Excessive trading (also known as frequent trading or market timing) is the practice of buying and selling investments frequently in an attempt to capitalize on short-term movements or pricing disparities in the market. This practice increases fund expenses, which results in higher fees and adversely affects fund performance for all shareholders invested in the fund.
Excessive Trading Policy
Designed to protect participants from the potential negative impacts of market timing, our excessive trading policy imposes a 6/11/20 rule.
If a participant makes six or more trades over one calendar quarter, they will receive a warning letter. If a participant makes 11 trades over two consecutive quarters, the participant must send their exchange requests through the U.S. mail for the remainder of that year. If a participant reaches 20 trades in one calendar year, all future trade requests must be submitted through the U.S. mail for the remainder of that year.
Trading that is deemed excessive may also result in suspension of buy exchange privileges at the request of the mutual fund or by subjective review of the Administrative Service Agency.
International Equity Funds and Emerging Markets Fund Restrictions
A 60-day re-purchase restriction is applicable to both of the Plan’s developed-market International Equity Funds. Participants are permitted to exchange assets from either of the International Equity options, but are not able to re-purchase shares in these funds during the following 60 calendar-days. Direct transfers are not permitted between the International Equity Fund – Active Portfolio and the International Equity Fund – Index Portfolio and an exchange out of either of these fund options will prohibit an exchange into either fund for a 60-day period. The 60-day re-purchase restriction also applies to the Morgan Stanley Emerging Markets Portfolio. Participants are permitted to exchange assets out of the Morgan Stanley Emerging Markets Fund, but are not able to re-purchase shares in this fund during the following 60 calendar-days. Please also refer to the redemption fee information below.

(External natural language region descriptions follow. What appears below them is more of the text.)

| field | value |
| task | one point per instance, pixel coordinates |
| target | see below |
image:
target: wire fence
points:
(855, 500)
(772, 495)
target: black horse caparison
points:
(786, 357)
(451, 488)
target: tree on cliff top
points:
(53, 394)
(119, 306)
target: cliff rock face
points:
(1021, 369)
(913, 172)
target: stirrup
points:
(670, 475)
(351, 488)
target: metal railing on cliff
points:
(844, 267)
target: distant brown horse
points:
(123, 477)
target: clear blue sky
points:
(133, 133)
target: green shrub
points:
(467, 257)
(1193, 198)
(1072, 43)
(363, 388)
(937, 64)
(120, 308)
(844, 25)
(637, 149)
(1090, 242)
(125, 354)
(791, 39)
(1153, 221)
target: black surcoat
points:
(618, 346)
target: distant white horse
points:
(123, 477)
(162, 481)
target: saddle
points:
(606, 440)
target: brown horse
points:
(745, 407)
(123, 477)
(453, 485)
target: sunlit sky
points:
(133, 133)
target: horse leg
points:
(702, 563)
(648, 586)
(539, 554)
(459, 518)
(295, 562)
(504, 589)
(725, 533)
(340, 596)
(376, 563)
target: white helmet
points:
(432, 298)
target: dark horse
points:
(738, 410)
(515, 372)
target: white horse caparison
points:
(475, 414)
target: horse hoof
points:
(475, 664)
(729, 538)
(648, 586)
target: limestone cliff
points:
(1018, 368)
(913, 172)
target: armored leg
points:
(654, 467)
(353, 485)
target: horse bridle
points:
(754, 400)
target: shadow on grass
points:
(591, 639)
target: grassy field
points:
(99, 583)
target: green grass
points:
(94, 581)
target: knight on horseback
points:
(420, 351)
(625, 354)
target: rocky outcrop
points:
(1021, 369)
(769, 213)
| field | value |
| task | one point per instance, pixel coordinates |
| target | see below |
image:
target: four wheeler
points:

Mutual Fund Redemption Fees
A number of mutual fund companies impose mandatory, fund-specific redemption fees. Plan participants should be aware that the Plan is required to administer redemption fees on behalf of the mutual funds that impose them. A redemption fee is assessed when shares in a mutual fund are bought and sold within a specific timeframe. The Trading Restrictions and Redemption Fees Brochure lists the investment option(s) that currently impose redemption fees. The investment options that impose a redemption fee, the amount of the fee, and the minimum holding period can change at any time.